Why you should enter the monthly Montreal Indie Short Film Awards
Short films are the perfect way for new filmmakers to showcase their talents. More and more film festivals are catering specifically to bringing short films and their creators out of the woodwork. New stories and new faces are what film festivals like Montreal Indie Short Film Awards are all about.
Montreal Indie Short Film Awards looks to promote short films from a number of genres including drama, horror, experimental, documentary, and animation and accepts submissions from all over the world. The up-and-coming short film festival has already awarded many talented filmmakers and actors in their latest selections and many more opportunities are coming for new submissions.
Opportunity every month
The festival is both annual and monthly. The annual festival awards filmmakers with cash awards and screens their films at the Cinema du Parc of Montreal. The monthly festival selects, awards, promotes and supports with screenings of short films in various platforms.
The festival selects some of the best international independent short films as their official selections to compete in dramatic, documentary, experimental, horror, and animation sections. The festival has a very artistic approach towards the language of cinema, artists and indie filmmaking.
The twelve winning filmmakers are invited to the annual film festival awards where they are honored individually and their short films are screened in a red carpet event at Cinema du Parc of Montreal. One short film of the twelve will be awarded $500 and a statue of recognition.
Categories & awards
There are many categories for new innovators to really shine in their respective genres. Montreal Indie Short Film Awards also makes sure individuals are recognized for their efforts with categories for best film producer, best film editor, best film lead actor/actress, best film cinematographer, and best film scriptwriter.
In the past edition of the festival, the best international short film award went to a female American filmmaker, Kandace Cornell, for her film called The Just. The film was also chosen for the best script. Yurii Onyshchenko from Ukraine took the best directing for Blud. Samantha Casella, the director of To a God Unknown, and Alexandera Bekiou, the director of The Wave Broke, shared the best experimental film from Italy and Germany. A young Israeli director called Ruchama Ehrenhalt was chosen for the best youth cinema award for her film called Give it Back.
The best actor went to a French actor called Joris Adu for his performance in the True Love of Hubert. The best actress went to Andrea Mendez for Wholeheartedly.
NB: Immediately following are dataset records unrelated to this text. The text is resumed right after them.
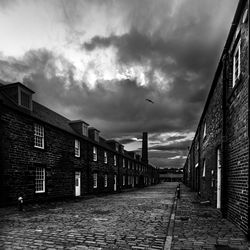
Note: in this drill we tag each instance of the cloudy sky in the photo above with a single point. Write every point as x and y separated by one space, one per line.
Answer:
98 60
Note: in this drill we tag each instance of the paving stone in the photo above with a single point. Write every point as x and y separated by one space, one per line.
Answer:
139 218
205 227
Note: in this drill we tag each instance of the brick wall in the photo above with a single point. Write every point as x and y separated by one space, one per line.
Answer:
237 150
20 159
226 118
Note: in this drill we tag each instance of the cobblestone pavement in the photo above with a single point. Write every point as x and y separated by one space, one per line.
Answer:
131 220
202 227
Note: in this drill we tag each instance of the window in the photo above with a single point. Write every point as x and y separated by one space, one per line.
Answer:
236 64
39 136
77 148
105 180
204 130
212 178
85 129
94 153
95 180
123 180
105 157
96 135
204 169
136 180
25 100
40 180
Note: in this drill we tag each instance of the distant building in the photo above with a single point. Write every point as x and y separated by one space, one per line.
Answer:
171 175
217 166
46 156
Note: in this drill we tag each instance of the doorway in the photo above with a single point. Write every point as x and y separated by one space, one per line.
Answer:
77 183
115 182
218 162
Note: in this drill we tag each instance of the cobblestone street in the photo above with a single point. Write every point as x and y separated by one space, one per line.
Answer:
131 220
200 226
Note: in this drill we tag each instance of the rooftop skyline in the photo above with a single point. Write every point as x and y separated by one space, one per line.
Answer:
100 60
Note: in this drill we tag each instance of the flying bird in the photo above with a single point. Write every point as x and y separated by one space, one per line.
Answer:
149 100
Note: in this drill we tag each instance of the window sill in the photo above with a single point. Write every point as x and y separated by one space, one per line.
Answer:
40 148
237 83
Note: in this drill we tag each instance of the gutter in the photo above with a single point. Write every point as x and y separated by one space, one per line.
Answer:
248 234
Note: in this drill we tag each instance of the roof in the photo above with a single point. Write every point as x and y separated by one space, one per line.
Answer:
49 116
229 40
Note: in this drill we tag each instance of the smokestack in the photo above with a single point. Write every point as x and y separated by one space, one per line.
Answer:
145 147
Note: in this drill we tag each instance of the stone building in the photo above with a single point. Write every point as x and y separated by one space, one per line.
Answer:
217 166
46 156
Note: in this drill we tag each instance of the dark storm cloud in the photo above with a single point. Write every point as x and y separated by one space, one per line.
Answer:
177 146
116 107
182 40
174 138
127 141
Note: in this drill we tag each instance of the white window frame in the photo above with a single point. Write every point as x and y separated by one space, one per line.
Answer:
77 148
94 153
85 129
204 169
38 136
105 180
105 157
96 135
204 130
123 180
40 180
95 181
236 54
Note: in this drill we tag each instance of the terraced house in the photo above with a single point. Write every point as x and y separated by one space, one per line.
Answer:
217 166
47 156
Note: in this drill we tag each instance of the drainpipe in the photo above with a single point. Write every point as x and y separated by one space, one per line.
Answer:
248 130
224 138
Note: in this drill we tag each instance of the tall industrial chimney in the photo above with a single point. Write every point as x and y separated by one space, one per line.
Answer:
145 147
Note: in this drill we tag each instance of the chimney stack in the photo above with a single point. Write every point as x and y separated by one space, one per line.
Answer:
145 147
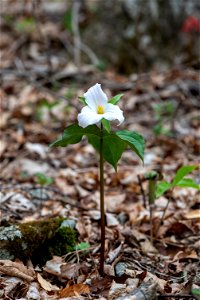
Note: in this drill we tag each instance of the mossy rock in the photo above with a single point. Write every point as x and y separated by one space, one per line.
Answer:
37 240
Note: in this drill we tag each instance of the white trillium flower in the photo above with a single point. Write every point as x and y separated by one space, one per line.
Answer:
98 108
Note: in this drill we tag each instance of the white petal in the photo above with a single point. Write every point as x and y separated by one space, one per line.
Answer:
88 117
113 112
95 96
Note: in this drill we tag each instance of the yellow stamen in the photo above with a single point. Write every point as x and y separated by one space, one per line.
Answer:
100 110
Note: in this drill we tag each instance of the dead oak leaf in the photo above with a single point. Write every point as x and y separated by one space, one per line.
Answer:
75 290
47 286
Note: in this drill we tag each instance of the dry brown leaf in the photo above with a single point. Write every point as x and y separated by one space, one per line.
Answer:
192 214
53 266
75 290
47 286
116 290
16 269
70 271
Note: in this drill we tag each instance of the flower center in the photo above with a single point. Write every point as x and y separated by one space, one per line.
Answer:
100 110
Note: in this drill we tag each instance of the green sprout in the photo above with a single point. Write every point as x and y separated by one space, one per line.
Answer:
179 181
43 180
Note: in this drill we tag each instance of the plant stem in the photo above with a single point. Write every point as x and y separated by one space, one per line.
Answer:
152 189
163 215
101 268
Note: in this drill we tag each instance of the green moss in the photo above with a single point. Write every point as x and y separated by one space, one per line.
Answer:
40 240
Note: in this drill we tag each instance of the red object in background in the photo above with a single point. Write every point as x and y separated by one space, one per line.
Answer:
191 24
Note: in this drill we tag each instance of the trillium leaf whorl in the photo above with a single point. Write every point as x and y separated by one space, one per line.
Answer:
98 108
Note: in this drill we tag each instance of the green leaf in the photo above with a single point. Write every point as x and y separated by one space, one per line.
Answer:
188 182
114 100
82 246
82 100
113 147
106 125
74 133
134 140
162 187
182 172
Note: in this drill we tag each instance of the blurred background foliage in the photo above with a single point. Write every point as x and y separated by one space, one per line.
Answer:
127 35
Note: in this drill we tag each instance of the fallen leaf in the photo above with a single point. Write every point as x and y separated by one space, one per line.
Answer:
75 290
193 214
45 284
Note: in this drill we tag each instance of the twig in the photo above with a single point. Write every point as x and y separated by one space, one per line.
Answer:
170 296
102 253
75 28
142 191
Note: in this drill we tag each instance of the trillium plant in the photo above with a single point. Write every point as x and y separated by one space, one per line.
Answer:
94 123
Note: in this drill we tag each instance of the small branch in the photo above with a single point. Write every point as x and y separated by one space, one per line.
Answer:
182 296
75 28
101 268
142 191
163 215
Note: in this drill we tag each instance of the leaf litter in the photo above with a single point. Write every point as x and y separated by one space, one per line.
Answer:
134 265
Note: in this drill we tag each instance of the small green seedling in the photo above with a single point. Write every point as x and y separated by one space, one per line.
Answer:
43 180
196 293
82 246
164 114
179 181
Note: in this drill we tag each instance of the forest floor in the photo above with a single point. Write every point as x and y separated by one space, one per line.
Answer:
39 99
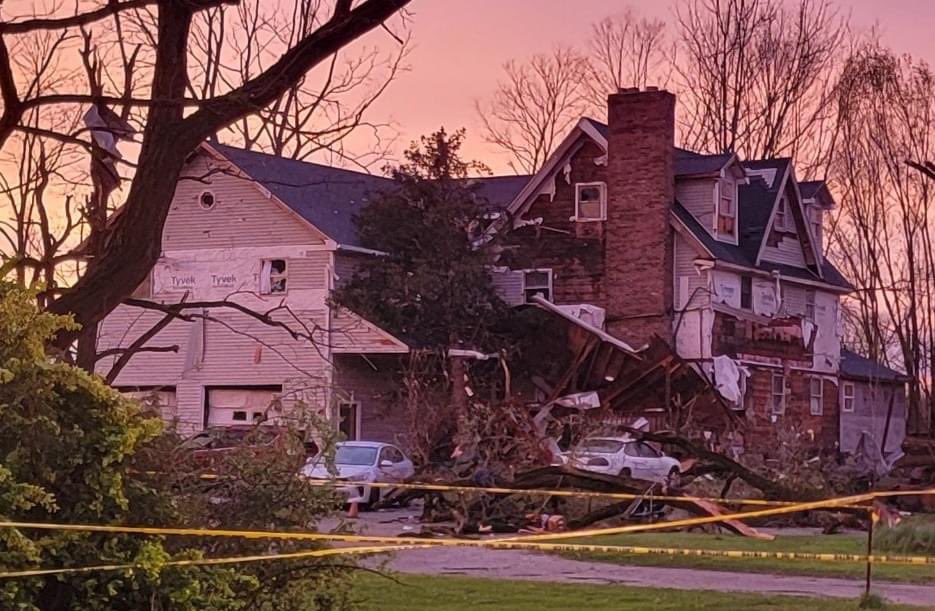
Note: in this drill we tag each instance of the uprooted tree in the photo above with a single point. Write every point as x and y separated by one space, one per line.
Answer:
432 284
155 37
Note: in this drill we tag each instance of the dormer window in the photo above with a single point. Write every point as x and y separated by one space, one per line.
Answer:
727 209
780 222
537 282
273 277
590 201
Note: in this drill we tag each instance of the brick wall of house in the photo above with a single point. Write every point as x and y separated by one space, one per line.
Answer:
761 432
640 187
383 417
573 251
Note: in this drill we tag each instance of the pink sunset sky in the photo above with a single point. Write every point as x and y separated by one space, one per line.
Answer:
460 47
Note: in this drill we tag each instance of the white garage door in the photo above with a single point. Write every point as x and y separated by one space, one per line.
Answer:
229 406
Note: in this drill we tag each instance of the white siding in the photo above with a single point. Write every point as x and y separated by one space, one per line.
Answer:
788 251
871 406
793 300
692 297
236 351
352 334
308 272
243 215
345 266
828 341
727 288
697 196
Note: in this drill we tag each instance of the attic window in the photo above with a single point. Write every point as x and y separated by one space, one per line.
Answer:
777 395
273 277
206 200
727 208
590 201
537 282
780 222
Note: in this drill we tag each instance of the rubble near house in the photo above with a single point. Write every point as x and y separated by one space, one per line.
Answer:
624 384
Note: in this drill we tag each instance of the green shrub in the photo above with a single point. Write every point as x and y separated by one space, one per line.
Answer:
73 450
914 535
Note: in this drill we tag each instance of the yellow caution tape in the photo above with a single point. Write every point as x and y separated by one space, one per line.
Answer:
212 561
760 513
546 492
521 543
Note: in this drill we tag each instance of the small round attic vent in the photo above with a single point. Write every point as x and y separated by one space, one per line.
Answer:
207 200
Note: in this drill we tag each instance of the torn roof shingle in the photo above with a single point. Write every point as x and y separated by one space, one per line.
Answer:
854 365
329 197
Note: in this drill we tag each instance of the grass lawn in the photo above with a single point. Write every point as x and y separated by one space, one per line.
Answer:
843 544
452 593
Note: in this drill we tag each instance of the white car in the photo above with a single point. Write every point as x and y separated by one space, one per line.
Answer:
623 456
360 463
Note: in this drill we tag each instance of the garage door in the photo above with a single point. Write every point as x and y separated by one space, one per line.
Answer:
230 406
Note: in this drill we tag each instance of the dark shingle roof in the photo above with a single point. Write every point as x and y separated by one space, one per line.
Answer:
855 366
687 163
329 197
756 205
809 188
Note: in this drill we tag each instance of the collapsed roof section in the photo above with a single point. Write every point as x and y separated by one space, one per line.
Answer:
652 382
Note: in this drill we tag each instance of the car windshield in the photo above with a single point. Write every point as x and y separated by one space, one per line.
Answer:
604 446
355 455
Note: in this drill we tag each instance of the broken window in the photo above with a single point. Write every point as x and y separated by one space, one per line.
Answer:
847 397
780 222
815 403
727 208
810 305
537 282
778 394
273 277
349 420
815 215
746 292
590 201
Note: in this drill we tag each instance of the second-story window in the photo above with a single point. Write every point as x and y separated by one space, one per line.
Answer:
746 292
273 277
590 201
848 396
816 408
777 394
537 282
780 222
727 209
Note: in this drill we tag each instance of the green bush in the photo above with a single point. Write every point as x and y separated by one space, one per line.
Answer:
914 535
73 450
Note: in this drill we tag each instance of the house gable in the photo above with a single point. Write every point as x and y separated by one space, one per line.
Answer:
788 238
243 213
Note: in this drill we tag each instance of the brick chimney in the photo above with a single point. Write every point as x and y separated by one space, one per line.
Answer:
640 192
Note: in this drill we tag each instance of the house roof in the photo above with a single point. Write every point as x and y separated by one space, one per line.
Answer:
329 197
687 163
756 205
854 365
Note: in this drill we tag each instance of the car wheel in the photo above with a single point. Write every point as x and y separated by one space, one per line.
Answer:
373 498
674 476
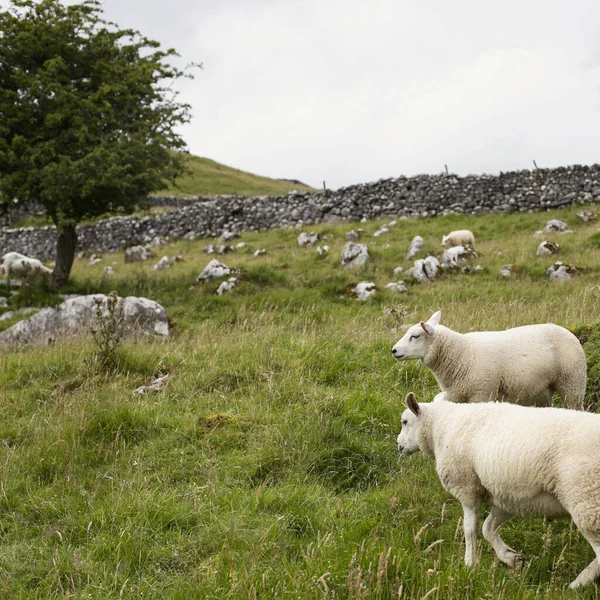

The best cinematography went to a Turkish film called Sycamore by Mehmet Tigli. The Family Gold from Italy was chosen as the best producer for Pathos, Emanuele Pisano and Maurizio Ravallese. The best edit went to Laurie Chock for Reparations from US. The best animation went to Bellopropello for Shadowland from Switzerland. The best horror went to the Tenant by Edwin Escobar.
International judges
The members of the jury for the Montreal Indie Short Film Awards are professionals working in film industry from Hollywood, Toronto, Montreal, New York and Paris. Glen Reynolds, Sona Moghadam, Hanna Griffiths, Amir Ganjavie, Thierry Malet, and Babak Salari accompanied Baraheni in the last edition of the festival which selected, nominated and awarded films from all over the world.
The Canadian film festival continues to grow with more submissions from some of the best international short films of today. The quality of entries seen by the Montreal Indie Short Film Awards could one day make it a Sundance of short filmmaking.
Submit your own film
There are at least twelve opportunities a year for filmmakers to submit their own works to the festival’s Filmfreeway page. Turn in your short film by the end of this month and maybe you’ll be one of Montreal Indie Short Film Award’s winners by June!